Cage Fury Fighting Championships Signs Broadcast Deal with CBS

By Lutfi Sariahmed Apr 15, 2015

Cage Fury Fighting Championships has signed a broadcast deal with CBS Sports Network which will bring at least six of the New Jersey-based organization’s events to television in 2015.

Promotion officials recently confirmed to that the company’s first CBS-aired event will be CFFC 48, which takes place May 9 in Atlantic City, N.J. The event will be broadcast on tape delay and is tentatively scheduled to air on Thursdays and Sundays.

CFFC 48 will feature a welterweight title fight between former Bellator champion Lyman Good and Nah-Shon Burrell, as well as a bantamweight title bout pitting Jimmie Rivera against Carson Beebe.

“The landscape is going to change drastically in 2015.” CFFC CEO Rob Haydak told

CFFC’s growth has been incremental. Before signing the deal with CBS, the promotion aired its events on local TV. Haydak credits the progress to having reasonable goals.

“The slow and steady growth, we never bite off more than we can chew. Everything has been methodical because it’s been a business approach,” he said. “We don’t have these delusions of grandeur. It’s been a systematic approach.”

Haydak is also very realistic when speaking to that business approach. He credits general manager and matchmaker Arias Garcia for putting together the right type of fights to make CFFC successful.

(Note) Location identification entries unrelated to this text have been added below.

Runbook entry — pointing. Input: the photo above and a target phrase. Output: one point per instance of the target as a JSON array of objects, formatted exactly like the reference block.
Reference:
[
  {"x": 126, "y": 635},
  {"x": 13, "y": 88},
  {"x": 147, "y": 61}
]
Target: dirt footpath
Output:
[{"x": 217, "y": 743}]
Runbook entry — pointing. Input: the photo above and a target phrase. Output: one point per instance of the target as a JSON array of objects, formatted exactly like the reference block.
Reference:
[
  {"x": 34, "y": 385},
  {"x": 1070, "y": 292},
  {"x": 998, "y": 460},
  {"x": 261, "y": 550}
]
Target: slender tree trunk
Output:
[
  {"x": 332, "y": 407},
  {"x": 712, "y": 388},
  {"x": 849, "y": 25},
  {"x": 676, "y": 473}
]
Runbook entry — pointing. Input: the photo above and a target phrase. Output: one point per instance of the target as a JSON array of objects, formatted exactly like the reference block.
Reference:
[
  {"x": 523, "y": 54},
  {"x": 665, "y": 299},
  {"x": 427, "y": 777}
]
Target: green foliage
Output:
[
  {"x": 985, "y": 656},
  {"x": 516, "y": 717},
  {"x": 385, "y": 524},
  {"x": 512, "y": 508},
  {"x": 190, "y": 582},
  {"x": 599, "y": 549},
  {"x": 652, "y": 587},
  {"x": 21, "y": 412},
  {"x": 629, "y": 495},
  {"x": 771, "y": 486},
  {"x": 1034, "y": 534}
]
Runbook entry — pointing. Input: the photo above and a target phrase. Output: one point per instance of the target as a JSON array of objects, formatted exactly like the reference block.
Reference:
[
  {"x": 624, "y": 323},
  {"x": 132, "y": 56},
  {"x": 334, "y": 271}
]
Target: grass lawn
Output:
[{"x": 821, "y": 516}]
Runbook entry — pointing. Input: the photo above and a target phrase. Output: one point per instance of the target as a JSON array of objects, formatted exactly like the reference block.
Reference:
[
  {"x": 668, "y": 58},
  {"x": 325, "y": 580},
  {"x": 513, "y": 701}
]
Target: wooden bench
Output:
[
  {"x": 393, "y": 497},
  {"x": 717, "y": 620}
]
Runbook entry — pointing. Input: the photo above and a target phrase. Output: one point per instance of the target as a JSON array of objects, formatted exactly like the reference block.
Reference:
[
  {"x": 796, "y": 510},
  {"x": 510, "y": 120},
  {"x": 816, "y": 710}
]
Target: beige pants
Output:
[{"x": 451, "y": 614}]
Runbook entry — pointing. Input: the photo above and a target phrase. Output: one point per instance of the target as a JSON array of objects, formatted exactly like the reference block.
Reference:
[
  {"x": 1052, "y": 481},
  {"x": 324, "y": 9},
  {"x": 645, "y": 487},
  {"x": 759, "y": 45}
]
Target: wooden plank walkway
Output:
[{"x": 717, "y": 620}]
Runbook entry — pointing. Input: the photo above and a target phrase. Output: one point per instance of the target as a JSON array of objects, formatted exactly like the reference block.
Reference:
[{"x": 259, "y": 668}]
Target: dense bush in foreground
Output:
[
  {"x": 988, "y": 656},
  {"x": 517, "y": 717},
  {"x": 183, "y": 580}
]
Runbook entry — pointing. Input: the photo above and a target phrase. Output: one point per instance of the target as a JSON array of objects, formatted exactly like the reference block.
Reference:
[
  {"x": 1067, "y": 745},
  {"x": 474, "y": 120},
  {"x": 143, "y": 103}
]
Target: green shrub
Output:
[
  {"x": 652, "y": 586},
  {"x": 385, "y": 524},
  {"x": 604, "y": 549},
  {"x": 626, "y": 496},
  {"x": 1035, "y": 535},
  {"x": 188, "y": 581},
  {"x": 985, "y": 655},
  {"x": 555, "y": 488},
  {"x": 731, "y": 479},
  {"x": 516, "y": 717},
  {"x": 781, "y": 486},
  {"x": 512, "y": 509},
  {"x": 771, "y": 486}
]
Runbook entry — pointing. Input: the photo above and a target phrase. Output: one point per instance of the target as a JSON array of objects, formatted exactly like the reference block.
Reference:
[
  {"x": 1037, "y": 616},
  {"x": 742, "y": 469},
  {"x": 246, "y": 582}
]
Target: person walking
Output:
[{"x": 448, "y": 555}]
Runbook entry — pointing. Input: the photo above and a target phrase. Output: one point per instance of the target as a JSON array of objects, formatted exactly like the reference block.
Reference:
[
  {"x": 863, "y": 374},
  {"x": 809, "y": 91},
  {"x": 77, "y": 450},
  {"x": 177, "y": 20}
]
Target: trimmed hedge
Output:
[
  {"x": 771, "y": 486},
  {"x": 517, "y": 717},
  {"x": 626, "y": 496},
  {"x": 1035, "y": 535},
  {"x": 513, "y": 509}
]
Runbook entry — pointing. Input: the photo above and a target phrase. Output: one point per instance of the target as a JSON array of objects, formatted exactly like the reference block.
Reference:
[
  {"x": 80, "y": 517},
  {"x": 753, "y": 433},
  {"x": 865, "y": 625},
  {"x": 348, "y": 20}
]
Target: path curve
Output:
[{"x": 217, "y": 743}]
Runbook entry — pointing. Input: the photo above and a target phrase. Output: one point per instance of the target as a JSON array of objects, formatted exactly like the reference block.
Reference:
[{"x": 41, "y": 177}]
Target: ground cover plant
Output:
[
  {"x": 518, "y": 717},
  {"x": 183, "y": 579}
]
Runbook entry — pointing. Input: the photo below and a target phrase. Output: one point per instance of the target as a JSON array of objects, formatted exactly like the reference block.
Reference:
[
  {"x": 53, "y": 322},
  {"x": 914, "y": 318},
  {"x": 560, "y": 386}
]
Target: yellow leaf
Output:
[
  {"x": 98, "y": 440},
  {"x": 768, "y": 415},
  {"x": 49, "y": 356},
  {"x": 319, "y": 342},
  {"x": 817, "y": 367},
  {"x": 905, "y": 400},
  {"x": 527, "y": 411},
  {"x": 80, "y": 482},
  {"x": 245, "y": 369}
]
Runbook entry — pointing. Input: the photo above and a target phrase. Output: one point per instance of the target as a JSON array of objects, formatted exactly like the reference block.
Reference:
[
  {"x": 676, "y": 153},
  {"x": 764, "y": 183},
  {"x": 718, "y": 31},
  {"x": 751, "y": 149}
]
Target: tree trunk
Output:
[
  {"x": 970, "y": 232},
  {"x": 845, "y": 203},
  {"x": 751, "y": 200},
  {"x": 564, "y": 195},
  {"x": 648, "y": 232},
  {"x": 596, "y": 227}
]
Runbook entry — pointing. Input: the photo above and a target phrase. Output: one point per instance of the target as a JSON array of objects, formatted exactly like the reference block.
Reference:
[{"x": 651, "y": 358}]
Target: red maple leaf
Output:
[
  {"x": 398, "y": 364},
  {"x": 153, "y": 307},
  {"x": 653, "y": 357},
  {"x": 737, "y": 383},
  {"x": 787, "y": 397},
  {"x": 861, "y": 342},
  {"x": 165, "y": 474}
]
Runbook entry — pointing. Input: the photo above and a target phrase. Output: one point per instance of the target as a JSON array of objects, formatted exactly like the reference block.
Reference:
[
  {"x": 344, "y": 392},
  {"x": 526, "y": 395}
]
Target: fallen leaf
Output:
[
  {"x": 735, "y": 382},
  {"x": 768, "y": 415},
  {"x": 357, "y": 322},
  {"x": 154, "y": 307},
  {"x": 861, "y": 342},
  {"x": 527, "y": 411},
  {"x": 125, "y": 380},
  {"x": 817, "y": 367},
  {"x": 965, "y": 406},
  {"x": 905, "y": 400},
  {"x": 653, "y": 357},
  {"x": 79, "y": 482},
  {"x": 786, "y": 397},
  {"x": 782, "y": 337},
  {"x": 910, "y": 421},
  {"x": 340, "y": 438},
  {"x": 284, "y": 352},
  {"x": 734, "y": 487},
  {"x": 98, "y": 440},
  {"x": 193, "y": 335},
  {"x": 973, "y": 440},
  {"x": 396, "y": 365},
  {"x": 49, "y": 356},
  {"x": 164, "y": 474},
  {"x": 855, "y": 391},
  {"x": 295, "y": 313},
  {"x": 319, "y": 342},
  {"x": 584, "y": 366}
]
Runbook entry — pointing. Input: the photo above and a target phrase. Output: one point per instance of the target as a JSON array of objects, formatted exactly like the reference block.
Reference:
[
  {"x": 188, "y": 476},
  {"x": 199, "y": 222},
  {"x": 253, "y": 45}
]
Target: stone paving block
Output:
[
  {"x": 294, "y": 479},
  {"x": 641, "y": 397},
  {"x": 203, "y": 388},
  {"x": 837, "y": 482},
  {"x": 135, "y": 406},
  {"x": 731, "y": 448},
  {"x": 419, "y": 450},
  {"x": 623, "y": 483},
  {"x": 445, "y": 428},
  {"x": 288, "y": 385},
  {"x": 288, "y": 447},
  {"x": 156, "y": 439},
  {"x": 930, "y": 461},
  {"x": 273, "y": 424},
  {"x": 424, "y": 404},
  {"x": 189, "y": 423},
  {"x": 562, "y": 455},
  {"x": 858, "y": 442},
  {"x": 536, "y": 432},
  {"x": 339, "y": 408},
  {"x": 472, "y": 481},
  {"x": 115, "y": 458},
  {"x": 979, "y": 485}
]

“From Day 1, I always identified that we’re going to live and die by ticket sales,” Haydak stated. “I think that’s where other promotions fall flat: 80-90 percent of tickets sold on a regional level from my experience come from the fighters themselves. You have to find a good balance of fighters who will sell tickets from fighters out of the market. When you see other companies who are considered national companies, they just can’t sell tickets.”

Despite the success and movement up from shows in local resorts and casinos, Haydak’s focus still remains the same as ever. Expansion beyond the northeast strongholds that they’ve established isn’t part of the plan.

“For us, we’ve got to be a profitable company. Other promotions don’t have necessarily that same mindset,” Haydak said. “I have skin in the game. We have skin in the game. We don’t plan on being a traveling circus.”

With Jonavin Webb the latest among the organizations’s stable of fighters to get the call up to the UFC, the CFFC has become a promotion worth watching for a number of reasons. In addition to Webb, CFFC veterans such as George Sullivan, Paul Felder and Aljamain Sterling now ply their trade in the Octagon. It’s been a selling point for a number of fighters looking for a regional promotion. Haydak said it’s a matter of simply providing the proper setting for success.

“There’s no promotion that gets a fighter to the UFC. That’s a direct result of the fighters, the trainers, the team,” he said. “We provide a platform that gets them the most prepared. The transition is easier. The feedback that I get from guys like Sullivan and Felder is they don’t notice that big difference. They are much different than us. But from how we handle guys in the back of the house to the front of the show, we do a very good job of that.”